I really wanted the invitation to come out of the envelope in one piece. I’ve received enough wedding invitations to know that I always lose one or more pieces of the puzzle. I returned to my Pinterest board for possible solutions – glue dots, fancy tape, stickers…BRADS! Of course, brads! Remember using those in elementary school to put the arms on your paper clock when you were learning to tell time? Back to Michael’s I went, coupons in hand, and selected the smallest gold, silver, and copper brads I could find. Using the tip of a knife I punctured a small hole in the middle of both cards and pushed the brad through. Perfect! A lace band would serve as a simple accent and, in keeping with the mix and match, there were 2 different types. With the help of some bridesmaids, we assembled the invitations and I think they looked pretty unique.

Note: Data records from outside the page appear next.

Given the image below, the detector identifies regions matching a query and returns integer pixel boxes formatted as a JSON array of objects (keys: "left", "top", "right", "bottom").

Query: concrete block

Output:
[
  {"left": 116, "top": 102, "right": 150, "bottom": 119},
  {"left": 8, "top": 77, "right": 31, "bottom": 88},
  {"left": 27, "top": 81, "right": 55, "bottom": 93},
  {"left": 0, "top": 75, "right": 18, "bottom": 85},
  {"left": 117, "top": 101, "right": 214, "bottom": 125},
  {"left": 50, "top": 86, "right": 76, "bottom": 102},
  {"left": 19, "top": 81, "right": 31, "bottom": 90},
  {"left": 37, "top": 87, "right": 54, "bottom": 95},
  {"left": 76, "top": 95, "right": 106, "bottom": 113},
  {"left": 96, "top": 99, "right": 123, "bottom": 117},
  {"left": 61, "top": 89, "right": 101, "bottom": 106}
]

Banners. I have friends that are scrappers -not the fighting kind, the crafty kind- and two of those friends own Cricuts. I had no knowledge of the wonders of these machines but am now convinced that they’re made of magic. A computerized x-acto knife responds to cartridges (like an old school Gameboy) and works like a printer to cut lovely letters, numbers, and symbols onto the paper of your choosing.
In my wedding mag research I saw a lot of banners being used in fun and creative ways. Pre-fabricated banners were selling for $25-$40 and when I shared this information with my girlfriends, they told me not order anything because the cricuts would get the job done. Boy were they right!
We made three banners in total, each one more lovely than the next. The first was a “Thank You” to be used in a photo of us that would later appear on our thank you cards (and did double duty on the guest favour table). The second paid homage to our Caribbean roots and was hung on our candy table; “Sweet Tings” was a not a spelling error. The third read “Here Comes The Bride” and was carried down the aisle by my sweet little cousins (fabric lace backing made by my mom and put on a gold curtain rod).
There you have it – four projects completed, just like that. Okay, okay, writing about the projects is way easier than actually doing them but I promise they are worth it. If you feel like you’re not crafty or creative enough, you’re wrong! Start with one or two projects and see how they go. If they’re successful, try another one; if they’re not, try something else! Hearing the loving compliments from your guests will definitely make the paint fumes, glue gun mishaps, and trips to Michael’s worthwhile. And remember the most important lesson of the day: never pay full price for anything at Michael’s.